Government Medicine Is Hazardous to Your Health


By: Lee D. Hieb, M.D.

The Association of American Physicians and Surgeons was founded in 1943 specifically to fight against the government takeover of the practice of medicine. Since that time, the organization has had triumphs and losses, but has tirelessly supported free markets and patient-centered ethical medicine.

Today we continue the battle, and to paraphrase Winston Churchill, we have fought them on the beaches, and now the enemy is in our own backyard. Why do we persevere? Because government medicine fails, and it fails spectacularly.

Government healthcare wonks around the world and in America promise better quality, lower cost, and better access, but government medicine produces just the opposite. The same government that brought us the $600 toilet seat is now bringing us the $3 aspirin, and the $250 bone screw. Let us review the talking points and the facts.

Myths and Facts about the Quality of American Medicine

The World Health Organization (WHO) loves to devalue American medicine, ranking it 37th in the world, somewhere behind Sudan. But in spite of this report card, the powerful and wealthy, when sick, flock to America for care. Boris Yeltsin underwent heart surgery in a special hospital, by American trained surgeons, and imported Dr. Michael DeBakey from Texas to supervise. His free universal Soviet healthcare system was satisfactory for the gray masses, but not for him. Two Canadian premiers and at least one member of parliament have crossed the border clandestinely to get their medical care in the U.S. If universal government medicine is so great, why didn’t they stay home?

When the former sultan of Brunei needed care, did he go to Sweden or France or any other socialized, “equitable,” more highly WHO-ranked country? No, he came here. People who know, and can afford to, vote on quality with their feet. And for good reason. They know that “fairness of distribution,” one of the major determinants of the WHO ranking, doesn’t really count when you are sick.

What really counts is outcomes. In 2007, the British journal of cancer Lancet Oncology looked at survival from cancer around the world by country.1 On every chart, for every cancer examined, the best outcome, the best survival, was in America. And the differences were not trivial.

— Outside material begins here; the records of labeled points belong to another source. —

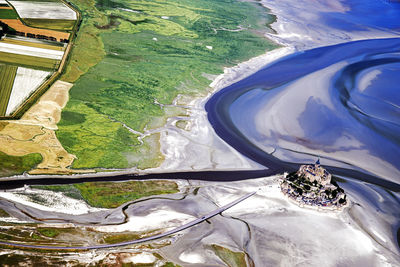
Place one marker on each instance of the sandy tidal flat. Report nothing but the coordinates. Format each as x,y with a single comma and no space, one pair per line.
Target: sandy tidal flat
25,83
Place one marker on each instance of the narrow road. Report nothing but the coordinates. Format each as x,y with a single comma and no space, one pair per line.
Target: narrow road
150,238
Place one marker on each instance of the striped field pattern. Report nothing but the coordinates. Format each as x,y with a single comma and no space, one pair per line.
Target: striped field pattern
7,76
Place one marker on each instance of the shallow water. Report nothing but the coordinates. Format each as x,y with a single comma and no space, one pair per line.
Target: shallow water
339,102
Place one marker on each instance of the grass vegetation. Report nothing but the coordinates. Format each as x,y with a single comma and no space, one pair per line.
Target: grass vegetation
7,76
4,213
51,24
113,194
10,165
231,258
8,14
129,53
29,61
38,44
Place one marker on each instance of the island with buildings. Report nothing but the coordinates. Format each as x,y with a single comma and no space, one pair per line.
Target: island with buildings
311,186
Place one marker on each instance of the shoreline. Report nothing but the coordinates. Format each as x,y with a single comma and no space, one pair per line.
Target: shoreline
211,150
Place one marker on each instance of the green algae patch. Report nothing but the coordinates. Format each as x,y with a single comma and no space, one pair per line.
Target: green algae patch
49,232
4,213
10,165
231,258
130,56
113,194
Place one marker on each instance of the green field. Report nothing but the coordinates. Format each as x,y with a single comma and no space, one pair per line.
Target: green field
8,14
51,24
123,61
231,258
113,194
7,76
10,165
38,44
29,61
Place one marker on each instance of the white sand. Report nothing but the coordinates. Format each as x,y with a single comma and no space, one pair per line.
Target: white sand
31,51
25,83
141,258
43,10
53,201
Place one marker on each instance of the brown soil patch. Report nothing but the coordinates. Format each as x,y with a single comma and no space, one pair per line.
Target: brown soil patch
19,26
34,132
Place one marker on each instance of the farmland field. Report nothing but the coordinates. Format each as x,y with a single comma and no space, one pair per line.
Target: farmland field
127,59
52,24
7,75
10,165
19,26
31,43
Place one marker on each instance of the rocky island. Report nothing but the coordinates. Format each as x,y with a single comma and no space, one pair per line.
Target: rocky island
312,186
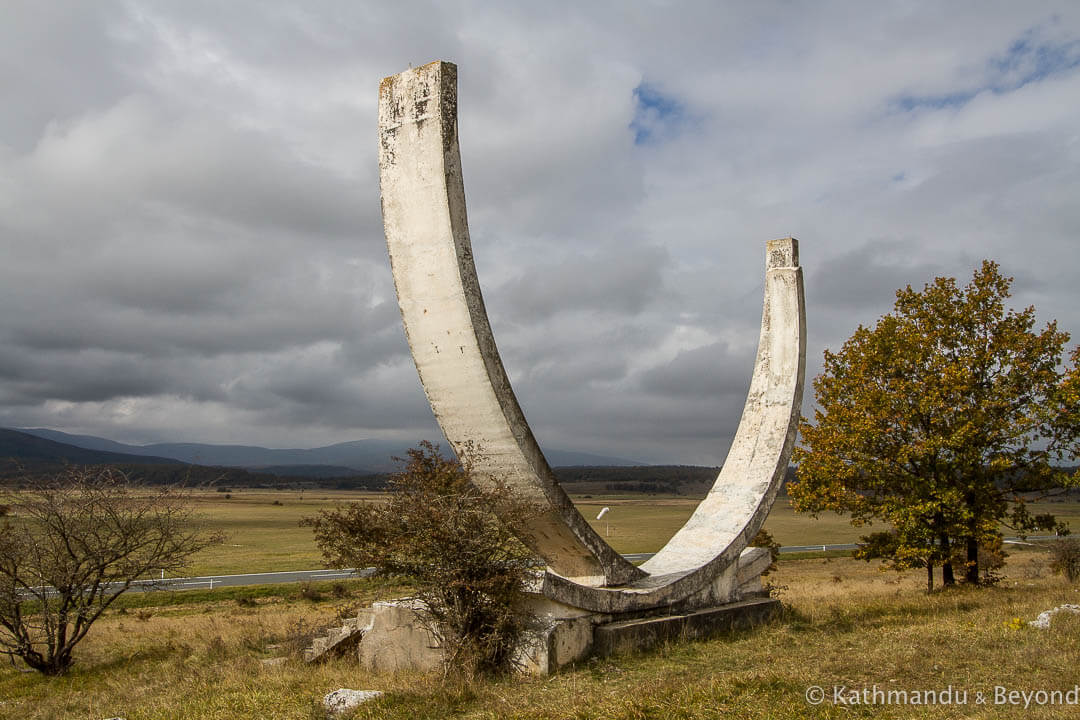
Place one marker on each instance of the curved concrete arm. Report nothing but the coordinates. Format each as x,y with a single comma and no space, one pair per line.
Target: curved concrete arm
423,215
423,211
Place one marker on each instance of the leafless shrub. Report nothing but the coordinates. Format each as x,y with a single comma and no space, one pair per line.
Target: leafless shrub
80,540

For example, if one considers cancers that affect men, and lumps all cancers into a pool of outcomes, the chance of surviving five years after diagnosis in America was 66%, but in Europe it was 47%, and in Britain, nicknamed the “sick man of Europe,” 45%. Canada fared a little better at 53%, which may reflect the ability of some Canadians to jump the border to America for treatment. For breast cancer, five-year survival was 90.5% in America, and 78.5% in Britain. Similarly, survival after heart attack or stroke is better in the U.S. than in Britain or Canada, with their universal healthcare care. So, in answer to “Who you gonna call? ”when you get sick, the answer is “us.”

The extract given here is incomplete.